実施形態6のケース2は、絶縁層38のパターンが実施形態5のケース2と異なる。このことを除いて実施形態6は、実施形態5と同様の構成を有する。従って、実施形態6の構成のうち実施形態5と同一の構成については、実施形態5と同一の符号を付して詳細な説明を省略する。実施形態6のケース2では、
図11に示すように、絶縁層38と第1内壁25との間に隙間がある。つまり、絶縁層38が第1内壁25に達していない。実施形態6では、絶縁層38と第1内壁25との間に隙間があるので、第1部分21と第2部分22との位置合わせを容易にすることができる。
【0053】
実施形態1~実施形態6のそれぞれにおいて、ICチップ9の能動面に膜を備えた構成も適用できる。ICチップ9の能動面に膜を備えた構成を実施形態7とする。実施形態7では、
図12に示すように、ICチップ9が膜43を備える。膜43としては、例えば、ICチップ9の能動面に形成されたパッシベーション膜を適用することができる。また、膜43として、例えば、ICチップ9の能動面に、酸化シリコンや窒化シリコン、ポリイミドなどで形成した保護膜とすることもできる。そして、ICチップ9を絶縁層38に接触させる工程で、ICチップ9の膜43を絶縁層38に接触させることができる。この発振器1の製造方法によれば、ICチップ9を絶縁層38に接触させるときに、ICチップ9の能動面を膜43で保護しやすい。
【0054】
発振器1の構造は、
図2に示す構造に限定されない。
図2に示す発振器1の構造では、ICチップ9と振動素子11とが、1つのキャビティー4に収容される。発振器1の構造は、
図13に示すように、ICチップ9と振動素子11とをそれぞれ、2つのキャビティー4のそれぞれに収容する構造も採用され得る。

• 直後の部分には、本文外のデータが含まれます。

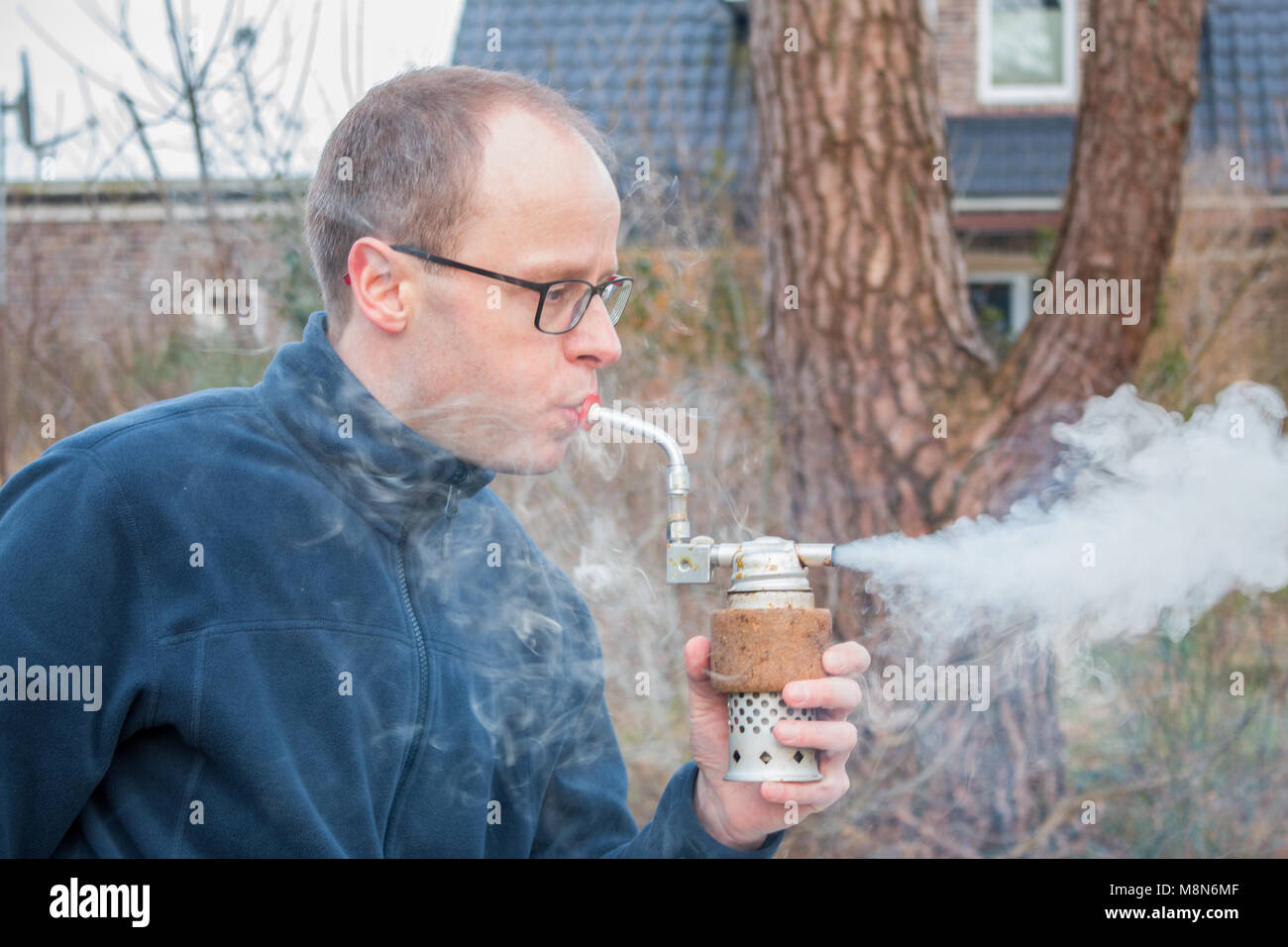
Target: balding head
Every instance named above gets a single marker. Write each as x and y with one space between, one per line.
403 163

図13に示す発振器1の構造は、H型構造と呼ばれる。H型構造の発振器1を実施形態8とする。実施形態8においても、実施形態1~実施形態7のそれぞれと同様の効果が得られる。
【0055】
実施形態1~実施形態8では、ICチップ9を絶縁層38に接触させるので、ICチップ9のうち絶縁層38に接触する部位に応力が発生することがある。ICチップ9の半導体基板に形成される回路素子のうち、抵抗素子や容量素子などの受動素子は、応力によって特性が変動することがある。このため、実施形態1~実施形態8において、ICチップ9に形成する受動素子を、ICチップ9のうち絶縁層38に接触する領域外に配置することが好ましい。これにより、発振器1の特性を安定させやすいので、信頼性を高めやすい。
【0056】
実施形態1~実施形態8では、デバイスとして発振器1を例示したが、デバイスは発振器1に限定されない。本開示は、回路基板にICチップ9が実装される種々のデバイスに適用することができる。
【0057】
また、実施形態1~実施形態8では、回路基板に実装する回路部品としてICチップ9を例示したが、回路部品は、ICチップ9に限定されない。回路部品としては、パッケージ化された回路部品も適用することができる。パッケージ化された回路部品には、半導体部品をパッケージに収容した半導体部品、振動素子をパッケージに収容した振動デバイスなど、種々の回路部品が含まれる。実施形態1~実施形態8に示す発振器1も、パッケージ化された回路部品の一例である。
【符号の説明】
【0058】
1…発振器、2…ケース、3…リッド、4…キャビティー、5…底面、8…内壁、9…ICチップ、11…振動素子、21…第1部分、22…第2部分、23…第3部分、25…第1内壁、31…接続電極、33…配線、36…バンプ、37…パッド電極、38…絶縁層、38A…第1絶縁層、38B…第2絶縁層、41…中心線、43…膜。